Fright Night
Bask in the nostalgia and watch Colin Farrell get creepy in this fun vampire flick.
Overview
Give us a film to which we attach some pleasant nostalgia yet not enough critical status to warrant preciousness, and we may be up for the remake. Put this baby — here, 1985's Fright Night — in the good hands of screenwriter Marti Noxon (veteran of that other landmark vampire franchise, Buffy the Vampire Slayer) and Australian film director Craig Gillespie (Lars and the Real Girl, United States of Tara), who clearly has some affinity for the weird, and we'll be properly excited.
Fright Night (2011) has the great vampire-story setting of Las Vegas. The city is already otherworldly, comes alive at night, is normally populated by temporary workers and blow-ins, and contains the creepiest thing of all, manufactured suburban compounds in the middle of nowhere.

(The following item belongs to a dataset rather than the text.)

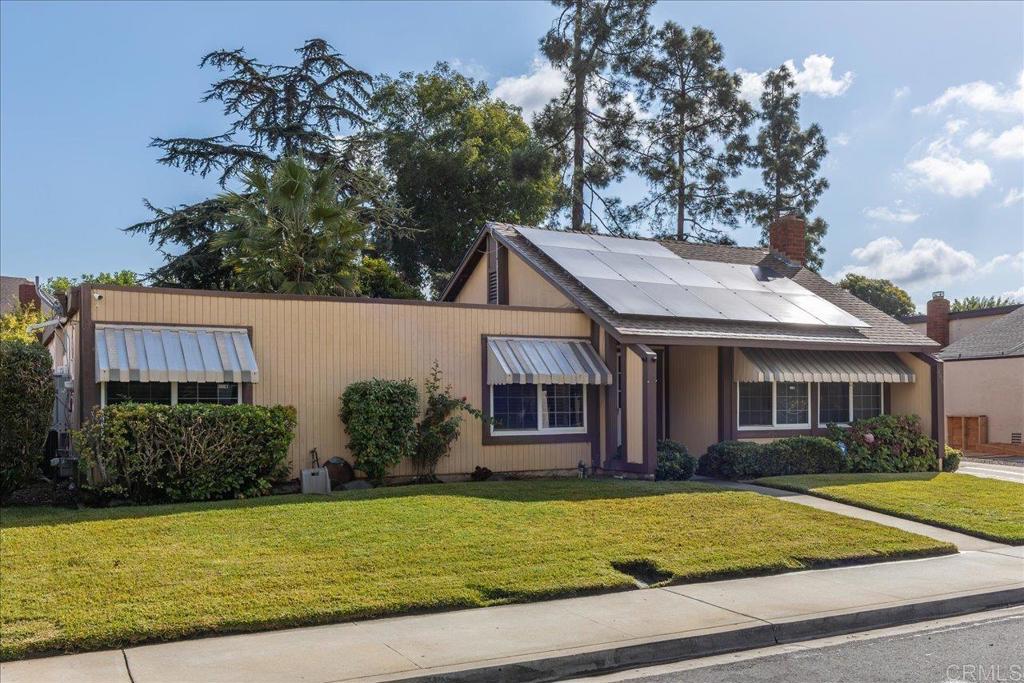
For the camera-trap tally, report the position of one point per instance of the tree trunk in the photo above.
(579, 118)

Here, local teenager Charley Brewster (Anton Yelchin) has had the good fortune of moving up the social ladder when his skin cleared and high school alpha female Amy (Imogen Poots) showed interest. Now he's desperate to avoid the uncool antics of former best friend and terminal dweeb Ed (Chistopher Mintz-Plasse), who's trying to convince him that next door lives a murderous vampire, in the form of husky night construction worker Jerry (Colin Farrell).
By the time Charley realises the truth and barricades his house with garlic, Jerry has him in his ruthless, creatively barbaric sights. In an effort to save himself, his girl, his mother (Toni Collette) and scores more, Charley goes into battle, enlisting self-styled vampire hunter Peter Vincent (David Tennant), really a cowardly Vegas illusionist of a Russell Brand-esque disposition, to help.
The film's real drawcard is Farrell. He's fabulous to watch — creepy, predatory, reptilian, transformed, in every action just a little bit wrong. Seeing the 10th Doctor strut around swearing in naught but leather pants also provides many kicks. There are plenty of laughs; in fact, Fright Night hasn't really put the fear factor on its agenda, which is only a pity because Farrell is so grippingly scary in this, and it feels like the rest of the film should rise up to meet him. Instead, the story arc sometimes works to sabotage what could be chilling reveals and suspenseful build-ups.
It also doesn't help that other films out there are doing the knowingly B-grade thing (schlock violence, cinephile in-jokes) better. Other films are doing the geek-cool thing (the unlikely hero, the too-sharp banter, the interminable pop-culture references) better. What Fright Night can genuinely boast to be is a lot of fun (especially in 3-D, where staked vampires explode in your face) and a nice break from the "I'm just misunderstood" vamps that rule the current mythos. But more than an original film, a remake has to really mount an argument for its own existence, and without nailing every item on its brief, this one doesn't quite.